Tal vez por eso los amores con un joven que, a los ojos de mis padres, sólo jugaba tenis y andaba de vago por la vida, era lo más imperdonable que mi hermana podía hacer con su existencia. Pero su única rebeldía en la vida sería la definitiva. Por eso la casa de Los Leones es el lugar en el que para mí comenzó la adolescencia. Porque ahí mi hermana mayor, dechado de virtudes, comenzó a tomar las riendas de su vida, es decir, a desobedecer a sus mayores. Y creo que nosotras seguimos después, portándonos cada una peor que la anterior. Hasta el punto de que mi hermana menor ya no tuvo que portarse mal, porque no había ya ninguna barrera que romper cuando le llegó su turno.

En esa casa, después de mucha resistencia y conciliábulos y altas y bajas, mis padres aceptaron que Rebeca recibiera a su novio. Porque a pesar de que sabía que estaba haciendo algo que sus papás no querían que hiciera, ella quería hacerlo, de todos modos, siguiendo las reglas. Esas visitas yo las recuerdo todavía como una de las cosas que más vergüenza ajena me han producido en la vida.

La visita debía durar un tiempo exacto, medido por reloj. Los novios debían sentarse en la sala y alguien debía estar, si no presente ahí en la sala con ellos, al menos en el comedor o en la cocina y asomar cada tanto la cabeza con el pretexto de ofrecer café o agua o jugo o algún postre. No eran ofrecimientos amables. Era más bien una manera de anunciar la permanente vigilancia y no me extrañaría que más de una vez, aunque el invitado hubiera dicho que sí, que quería un cafecito, la bebida no llegara nunca. Cuando el tiempo de la visita se cumplía mi mamá hacía un ruido ostentoso desde la cocina o el comedor y los novios sabían que tenían que empezar a despedirse. Si la despedida duraba mucho mi mamá salía furiosa señalando el reloj y apurándolos sin misericordia.

¡Cuánto esfuerzo se invirtió en esos años en frustrar algo que resultaría a fin de cuentas inevitable! Mi hermana terminó casándose con su único novio de la adolescencia y yo aprendí una lección definitiva. Jamás le diría a mis padres que tenía novio y nunca aceptaría que reglamentaran mis visitas, mis relaciones con otra gente, mis elecciones de vida. Yo tenía trece años y ya había decidido que dejaría de vivir con mis padres en la primera oportunidad que tuviera. Tres casas después lo cumpliría.
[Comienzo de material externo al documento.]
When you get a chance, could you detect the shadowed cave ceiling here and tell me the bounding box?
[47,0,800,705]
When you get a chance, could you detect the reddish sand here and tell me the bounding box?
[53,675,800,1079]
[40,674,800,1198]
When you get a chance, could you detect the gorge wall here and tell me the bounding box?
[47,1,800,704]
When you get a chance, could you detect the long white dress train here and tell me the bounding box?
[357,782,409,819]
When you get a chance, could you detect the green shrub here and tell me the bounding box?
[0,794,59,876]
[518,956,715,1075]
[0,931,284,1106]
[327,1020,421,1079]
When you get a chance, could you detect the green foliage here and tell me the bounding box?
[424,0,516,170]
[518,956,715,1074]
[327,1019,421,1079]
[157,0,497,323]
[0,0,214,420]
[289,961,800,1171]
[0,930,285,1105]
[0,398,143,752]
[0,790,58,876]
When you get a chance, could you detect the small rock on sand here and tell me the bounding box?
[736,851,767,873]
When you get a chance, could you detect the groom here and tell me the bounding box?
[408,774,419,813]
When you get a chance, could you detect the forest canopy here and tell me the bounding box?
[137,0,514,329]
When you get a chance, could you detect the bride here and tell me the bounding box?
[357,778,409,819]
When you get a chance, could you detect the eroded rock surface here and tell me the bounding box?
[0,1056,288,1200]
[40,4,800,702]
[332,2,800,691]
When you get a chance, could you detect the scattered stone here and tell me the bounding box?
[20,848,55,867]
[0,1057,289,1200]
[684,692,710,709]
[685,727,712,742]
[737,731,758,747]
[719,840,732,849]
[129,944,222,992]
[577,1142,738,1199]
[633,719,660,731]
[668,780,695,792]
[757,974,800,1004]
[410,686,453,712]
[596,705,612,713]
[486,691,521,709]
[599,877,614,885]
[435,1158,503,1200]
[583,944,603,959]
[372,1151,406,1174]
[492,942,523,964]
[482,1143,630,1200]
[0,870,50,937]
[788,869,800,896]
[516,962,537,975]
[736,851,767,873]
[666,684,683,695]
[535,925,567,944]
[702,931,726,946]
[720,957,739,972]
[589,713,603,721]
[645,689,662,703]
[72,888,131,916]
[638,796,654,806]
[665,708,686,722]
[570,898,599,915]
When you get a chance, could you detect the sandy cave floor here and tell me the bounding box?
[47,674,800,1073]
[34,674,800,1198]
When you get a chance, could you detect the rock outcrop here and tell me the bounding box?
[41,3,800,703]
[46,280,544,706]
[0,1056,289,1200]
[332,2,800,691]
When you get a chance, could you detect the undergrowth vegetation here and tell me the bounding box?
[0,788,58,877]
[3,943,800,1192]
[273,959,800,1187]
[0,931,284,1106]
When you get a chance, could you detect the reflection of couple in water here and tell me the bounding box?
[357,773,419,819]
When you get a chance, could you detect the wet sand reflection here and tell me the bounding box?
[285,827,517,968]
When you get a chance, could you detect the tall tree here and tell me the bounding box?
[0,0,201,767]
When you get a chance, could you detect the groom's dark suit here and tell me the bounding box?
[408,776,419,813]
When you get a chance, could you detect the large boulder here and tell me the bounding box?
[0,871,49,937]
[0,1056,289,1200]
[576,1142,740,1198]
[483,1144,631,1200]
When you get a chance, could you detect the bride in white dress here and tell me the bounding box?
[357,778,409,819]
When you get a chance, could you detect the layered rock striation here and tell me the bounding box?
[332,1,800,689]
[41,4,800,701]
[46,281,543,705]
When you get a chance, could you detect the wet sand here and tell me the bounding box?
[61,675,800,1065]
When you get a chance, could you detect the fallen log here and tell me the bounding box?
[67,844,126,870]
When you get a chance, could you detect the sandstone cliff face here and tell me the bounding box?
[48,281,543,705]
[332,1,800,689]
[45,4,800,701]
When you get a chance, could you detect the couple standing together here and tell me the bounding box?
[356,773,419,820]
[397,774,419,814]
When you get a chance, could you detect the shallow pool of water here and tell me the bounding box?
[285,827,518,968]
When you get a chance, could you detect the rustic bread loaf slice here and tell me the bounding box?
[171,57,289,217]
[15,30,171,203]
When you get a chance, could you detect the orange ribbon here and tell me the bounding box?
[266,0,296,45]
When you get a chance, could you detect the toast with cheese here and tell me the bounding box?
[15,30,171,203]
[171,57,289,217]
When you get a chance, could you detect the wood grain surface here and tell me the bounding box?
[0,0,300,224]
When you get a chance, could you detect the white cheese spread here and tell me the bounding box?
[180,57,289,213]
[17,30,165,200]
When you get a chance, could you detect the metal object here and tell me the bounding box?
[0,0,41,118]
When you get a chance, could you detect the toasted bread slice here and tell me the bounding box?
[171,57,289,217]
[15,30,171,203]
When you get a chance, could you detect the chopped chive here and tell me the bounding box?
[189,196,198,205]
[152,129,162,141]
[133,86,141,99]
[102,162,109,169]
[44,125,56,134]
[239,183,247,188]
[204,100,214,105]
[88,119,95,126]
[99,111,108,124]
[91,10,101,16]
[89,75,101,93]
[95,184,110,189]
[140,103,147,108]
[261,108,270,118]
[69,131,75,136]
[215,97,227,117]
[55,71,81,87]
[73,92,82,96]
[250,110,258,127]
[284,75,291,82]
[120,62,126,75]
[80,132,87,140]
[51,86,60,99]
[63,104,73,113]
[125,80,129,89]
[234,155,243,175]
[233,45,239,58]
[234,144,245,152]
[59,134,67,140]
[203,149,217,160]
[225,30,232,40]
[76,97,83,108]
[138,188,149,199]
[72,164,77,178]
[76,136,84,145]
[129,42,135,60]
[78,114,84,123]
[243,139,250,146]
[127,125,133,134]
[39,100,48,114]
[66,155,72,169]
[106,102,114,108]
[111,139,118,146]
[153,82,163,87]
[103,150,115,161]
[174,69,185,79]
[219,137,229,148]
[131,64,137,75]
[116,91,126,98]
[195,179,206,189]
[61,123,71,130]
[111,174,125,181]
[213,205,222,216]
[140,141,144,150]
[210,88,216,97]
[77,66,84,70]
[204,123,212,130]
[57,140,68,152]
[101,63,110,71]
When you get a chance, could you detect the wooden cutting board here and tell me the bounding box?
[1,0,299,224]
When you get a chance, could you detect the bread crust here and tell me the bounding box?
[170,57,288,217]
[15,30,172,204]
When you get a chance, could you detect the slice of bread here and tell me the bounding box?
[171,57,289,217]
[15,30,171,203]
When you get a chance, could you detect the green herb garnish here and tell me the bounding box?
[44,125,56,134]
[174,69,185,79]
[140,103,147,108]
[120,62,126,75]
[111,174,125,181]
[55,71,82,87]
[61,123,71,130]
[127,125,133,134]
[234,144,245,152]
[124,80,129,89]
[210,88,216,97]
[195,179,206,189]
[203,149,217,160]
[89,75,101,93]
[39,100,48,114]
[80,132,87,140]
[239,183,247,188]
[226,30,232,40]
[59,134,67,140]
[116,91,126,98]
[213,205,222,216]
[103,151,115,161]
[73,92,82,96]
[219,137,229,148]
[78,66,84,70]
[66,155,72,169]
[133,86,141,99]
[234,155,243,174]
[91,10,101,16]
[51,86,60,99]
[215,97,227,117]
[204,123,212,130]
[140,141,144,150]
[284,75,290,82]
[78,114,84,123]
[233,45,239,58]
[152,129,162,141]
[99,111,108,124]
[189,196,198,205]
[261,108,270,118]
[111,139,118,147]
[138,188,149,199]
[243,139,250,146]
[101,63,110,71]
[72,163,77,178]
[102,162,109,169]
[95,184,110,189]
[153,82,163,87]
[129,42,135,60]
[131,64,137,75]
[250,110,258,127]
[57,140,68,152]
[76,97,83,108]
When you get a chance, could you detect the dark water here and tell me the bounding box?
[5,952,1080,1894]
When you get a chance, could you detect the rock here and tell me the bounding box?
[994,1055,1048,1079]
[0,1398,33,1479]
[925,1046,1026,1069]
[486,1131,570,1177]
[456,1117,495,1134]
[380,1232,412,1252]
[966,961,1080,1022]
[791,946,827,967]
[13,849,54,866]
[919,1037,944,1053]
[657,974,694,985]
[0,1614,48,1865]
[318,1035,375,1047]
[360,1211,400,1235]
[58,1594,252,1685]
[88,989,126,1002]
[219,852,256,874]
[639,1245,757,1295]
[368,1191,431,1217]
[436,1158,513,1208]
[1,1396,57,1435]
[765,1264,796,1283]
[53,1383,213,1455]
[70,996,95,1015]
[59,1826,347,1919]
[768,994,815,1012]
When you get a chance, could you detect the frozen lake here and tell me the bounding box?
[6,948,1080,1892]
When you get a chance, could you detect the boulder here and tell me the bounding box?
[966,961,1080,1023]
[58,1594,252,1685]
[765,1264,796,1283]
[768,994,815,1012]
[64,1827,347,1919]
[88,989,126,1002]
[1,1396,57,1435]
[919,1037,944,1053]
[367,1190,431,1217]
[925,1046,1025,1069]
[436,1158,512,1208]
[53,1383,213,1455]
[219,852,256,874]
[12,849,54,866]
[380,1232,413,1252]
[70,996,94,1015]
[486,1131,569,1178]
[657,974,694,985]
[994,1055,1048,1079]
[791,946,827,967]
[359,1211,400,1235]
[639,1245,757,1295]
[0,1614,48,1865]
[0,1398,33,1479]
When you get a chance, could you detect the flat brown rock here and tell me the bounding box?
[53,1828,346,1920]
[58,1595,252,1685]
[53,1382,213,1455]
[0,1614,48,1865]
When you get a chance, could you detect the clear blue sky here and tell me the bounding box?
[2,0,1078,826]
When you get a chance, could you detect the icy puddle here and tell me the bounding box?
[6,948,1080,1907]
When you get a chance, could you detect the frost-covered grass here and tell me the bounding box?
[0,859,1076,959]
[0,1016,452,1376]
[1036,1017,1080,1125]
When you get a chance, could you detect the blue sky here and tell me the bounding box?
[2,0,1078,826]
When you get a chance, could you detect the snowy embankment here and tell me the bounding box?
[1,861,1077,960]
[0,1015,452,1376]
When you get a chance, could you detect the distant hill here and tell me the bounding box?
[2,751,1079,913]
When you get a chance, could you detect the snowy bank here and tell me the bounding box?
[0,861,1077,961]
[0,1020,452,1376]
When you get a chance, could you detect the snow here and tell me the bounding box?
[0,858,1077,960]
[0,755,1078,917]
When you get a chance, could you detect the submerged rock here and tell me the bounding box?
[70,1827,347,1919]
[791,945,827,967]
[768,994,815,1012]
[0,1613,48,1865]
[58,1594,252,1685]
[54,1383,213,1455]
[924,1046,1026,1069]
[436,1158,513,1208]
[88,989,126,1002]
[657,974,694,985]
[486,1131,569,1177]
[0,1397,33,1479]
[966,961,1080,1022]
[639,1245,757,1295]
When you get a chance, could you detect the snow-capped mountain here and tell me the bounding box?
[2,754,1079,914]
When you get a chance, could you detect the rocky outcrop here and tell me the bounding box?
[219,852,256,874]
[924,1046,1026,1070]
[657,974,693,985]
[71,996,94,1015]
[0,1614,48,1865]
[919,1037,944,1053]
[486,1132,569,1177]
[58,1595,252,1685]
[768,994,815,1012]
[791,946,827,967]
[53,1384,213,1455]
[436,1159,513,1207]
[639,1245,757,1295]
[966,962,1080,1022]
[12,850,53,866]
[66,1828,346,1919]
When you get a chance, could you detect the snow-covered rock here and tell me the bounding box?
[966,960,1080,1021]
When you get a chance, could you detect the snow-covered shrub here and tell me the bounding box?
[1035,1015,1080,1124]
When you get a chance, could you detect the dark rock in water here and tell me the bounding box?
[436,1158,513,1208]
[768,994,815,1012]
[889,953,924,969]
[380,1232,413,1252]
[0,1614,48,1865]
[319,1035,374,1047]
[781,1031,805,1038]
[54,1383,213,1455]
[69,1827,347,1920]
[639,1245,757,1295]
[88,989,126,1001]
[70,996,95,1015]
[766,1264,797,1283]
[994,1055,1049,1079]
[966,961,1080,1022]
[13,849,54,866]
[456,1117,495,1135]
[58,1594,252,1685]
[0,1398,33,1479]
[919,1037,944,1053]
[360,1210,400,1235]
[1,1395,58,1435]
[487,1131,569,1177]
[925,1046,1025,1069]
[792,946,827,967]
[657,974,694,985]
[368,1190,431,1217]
De resto, no recuerdo mucho más de esa casa. Para mí ese año en Barquisimeto resultó de una nulidad absoluta. En mi vida no parecía suceder nada, porque yo ya no me sentía una niña pero estaba lejos de ser una adulta, así que estaba en un limbo horroroso. Todo le pasaba a los demás, no a mí. Tal vez por eso no me acuerdo demasiado de la tristeza de irnos, aunque mi mamá hubiera decidido regalar nuestras mascotas a los vecinos de al lado. La tristeza por haber perdido a mi perro parecía compensarse con la promesa de la capital, donde la vida —finalmente— comenzaría.

En Caracas viví con mis padres en una casa en la California Norte y en un apartamento en Terrazas del Club Hípico. Después ellos se mudaron de nuevo a Barquisimeto y yo me quedé en Caracas, estudiando en la universidad. Estamos ya cerca del tiempo en que nosotras nos conocimos. Pero faltan dos casas, por las que te voy a pasear otro día.